M. Michel Charasse. Oui : voyez le quinquennat ! (Sourires.)
M. Pierre Fauchon, rapporteur. Mais nous admettons qu'il s'agit là d'un autre débat et nous nous réservons de le reprendre dans une occasion mieux appropriée.
Au total, c'est donc avec le sentiment de faire preuve d'une certaine modestie et d'un bon esprit de coopération avec la majorité de l'Assemblée nationale, elle-même approuvée par le Gouvernement, que la commission des lois n'a cru pouvoir mieux faire que de vous proposer d'émettre un vote conforme dans cette circonstance.

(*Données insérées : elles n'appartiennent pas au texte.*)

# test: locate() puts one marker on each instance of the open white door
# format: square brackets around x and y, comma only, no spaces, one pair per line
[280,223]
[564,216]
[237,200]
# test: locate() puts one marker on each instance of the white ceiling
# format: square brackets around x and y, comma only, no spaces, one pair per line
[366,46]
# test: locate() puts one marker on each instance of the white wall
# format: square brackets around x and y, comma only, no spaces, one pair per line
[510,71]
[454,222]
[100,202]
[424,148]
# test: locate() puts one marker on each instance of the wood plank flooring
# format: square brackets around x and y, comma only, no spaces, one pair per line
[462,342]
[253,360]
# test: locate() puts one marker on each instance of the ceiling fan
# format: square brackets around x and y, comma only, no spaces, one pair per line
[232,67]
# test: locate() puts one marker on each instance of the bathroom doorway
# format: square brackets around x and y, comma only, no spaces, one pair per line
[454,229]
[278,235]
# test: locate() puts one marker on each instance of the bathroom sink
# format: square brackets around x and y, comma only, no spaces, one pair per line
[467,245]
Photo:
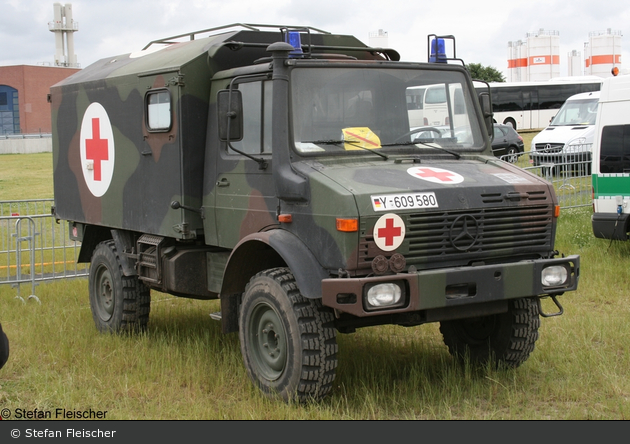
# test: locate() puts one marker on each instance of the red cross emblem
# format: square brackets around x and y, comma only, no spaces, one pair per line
[436,175]
[96,148]
[389,232]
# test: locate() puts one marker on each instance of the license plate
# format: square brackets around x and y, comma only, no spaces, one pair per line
[404,201]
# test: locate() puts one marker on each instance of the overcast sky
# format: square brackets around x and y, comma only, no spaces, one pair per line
[482,28]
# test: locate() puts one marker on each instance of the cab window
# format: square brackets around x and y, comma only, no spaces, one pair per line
[159,110]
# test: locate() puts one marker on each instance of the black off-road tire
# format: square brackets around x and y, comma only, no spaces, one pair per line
[505,339]
[119,303]
[288,342]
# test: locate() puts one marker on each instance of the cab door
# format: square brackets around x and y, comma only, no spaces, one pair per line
[244,191]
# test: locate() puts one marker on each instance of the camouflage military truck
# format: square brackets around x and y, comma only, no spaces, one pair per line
[296,176]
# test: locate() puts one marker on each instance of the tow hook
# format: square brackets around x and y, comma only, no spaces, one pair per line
[555,301]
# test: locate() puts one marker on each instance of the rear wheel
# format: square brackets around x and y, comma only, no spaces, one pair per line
[288,342]
[119,303]
[505,339]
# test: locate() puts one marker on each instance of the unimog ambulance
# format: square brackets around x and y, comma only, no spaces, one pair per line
[275,169]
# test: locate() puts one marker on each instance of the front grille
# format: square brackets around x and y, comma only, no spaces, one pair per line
[500,232]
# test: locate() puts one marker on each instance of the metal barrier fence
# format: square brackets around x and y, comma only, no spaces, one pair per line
[570,173]
[33,247]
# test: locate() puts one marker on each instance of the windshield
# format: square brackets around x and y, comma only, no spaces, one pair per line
[350,110]
[577,112]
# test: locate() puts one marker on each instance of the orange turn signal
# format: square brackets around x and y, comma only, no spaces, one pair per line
[285,218]
[347,225]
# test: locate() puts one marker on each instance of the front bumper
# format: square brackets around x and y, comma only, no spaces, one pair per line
[451,287]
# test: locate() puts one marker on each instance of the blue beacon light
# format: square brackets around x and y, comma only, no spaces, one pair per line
[438,51]
[293,38]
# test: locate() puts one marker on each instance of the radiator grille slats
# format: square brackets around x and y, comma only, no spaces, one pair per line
[498,232]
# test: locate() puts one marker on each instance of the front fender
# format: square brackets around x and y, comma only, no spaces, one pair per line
[269,249]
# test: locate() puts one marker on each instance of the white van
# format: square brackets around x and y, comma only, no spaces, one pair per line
[611,161]
[569,137]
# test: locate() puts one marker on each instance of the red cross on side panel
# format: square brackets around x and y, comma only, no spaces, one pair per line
[96,148]
[389,232]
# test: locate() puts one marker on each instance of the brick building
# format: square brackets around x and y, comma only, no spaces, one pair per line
[24,108]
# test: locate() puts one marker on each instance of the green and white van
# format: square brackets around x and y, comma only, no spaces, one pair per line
[611,161]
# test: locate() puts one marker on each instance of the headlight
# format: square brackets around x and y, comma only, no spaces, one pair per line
[576,146]
[386,295]
[554,276]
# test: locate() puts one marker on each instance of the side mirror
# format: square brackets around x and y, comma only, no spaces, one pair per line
[486,110]
[230,114]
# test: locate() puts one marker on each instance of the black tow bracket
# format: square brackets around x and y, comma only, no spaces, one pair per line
[555,301]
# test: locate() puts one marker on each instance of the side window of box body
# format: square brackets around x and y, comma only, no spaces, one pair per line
[159,115]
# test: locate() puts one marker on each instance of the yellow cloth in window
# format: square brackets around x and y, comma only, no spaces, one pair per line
[360,137]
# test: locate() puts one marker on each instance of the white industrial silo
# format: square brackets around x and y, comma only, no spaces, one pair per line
[574,63]
[602,52]
[544,55]
[517,61]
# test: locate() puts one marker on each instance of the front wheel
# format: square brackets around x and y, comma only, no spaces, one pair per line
[119,303]
[505,339]
[288,342]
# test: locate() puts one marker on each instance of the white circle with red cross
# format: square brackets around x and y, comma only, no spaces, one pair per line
[97,149]
[389,232]
[436,175]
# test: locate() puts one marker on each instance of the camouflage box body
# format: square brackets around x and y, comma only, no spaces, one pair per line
[212,165]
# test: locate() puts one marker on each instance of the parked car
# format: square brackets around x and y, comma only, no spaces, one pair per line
[507,144]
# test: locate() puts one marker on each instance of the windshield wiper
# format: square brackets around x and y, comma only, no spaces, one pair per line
[457,155]
[341,142]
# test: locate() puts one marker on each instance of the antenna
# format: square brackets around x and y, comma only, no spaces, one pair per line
[64,27]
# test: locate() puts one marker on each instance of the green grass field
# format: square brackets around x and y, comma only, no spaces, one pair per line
[183,367]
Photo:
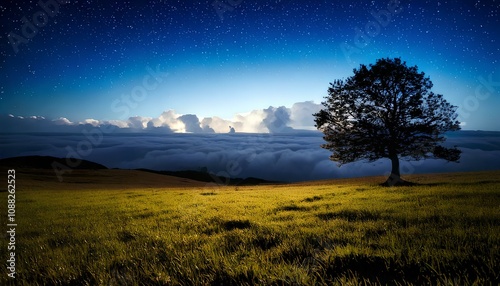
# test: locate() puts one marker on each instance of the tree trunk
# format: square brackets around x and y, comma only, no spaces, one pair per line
[395,177]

Il devrait, dès lors, être difficile de faire croire, comme certains - et non des moindres - le voudraient, que le Sénat, à la faveur de je ne sais quelle prérogative au demeurant nouvelle et improbable, parviendrait à imposer sa volonté aux institutions de la République, alors que cette journée voit l'aboutissement d'une procédure à ciel ouvert, scrupuleusement concertée et consciencieusement conduite.
Il s'agit d'une procédure à ciel ouvert, tout d'abord, et non d'une procédure « en catimini » - comment peut-on employer de telles expressions ? - puisque la proposition a été largement portée à la connaissance du public à l'occasion du congrès de l'Association des maires de France en novembre dernier. On se souvient des déclarations très positives faites alors à la tribune de ce congrès par le chef du Gouvernement lui-même ! Et, depuis lors, vous le savez, la presse n'a cessé, semaine après semaine, d'entretenir le public de ces affaires.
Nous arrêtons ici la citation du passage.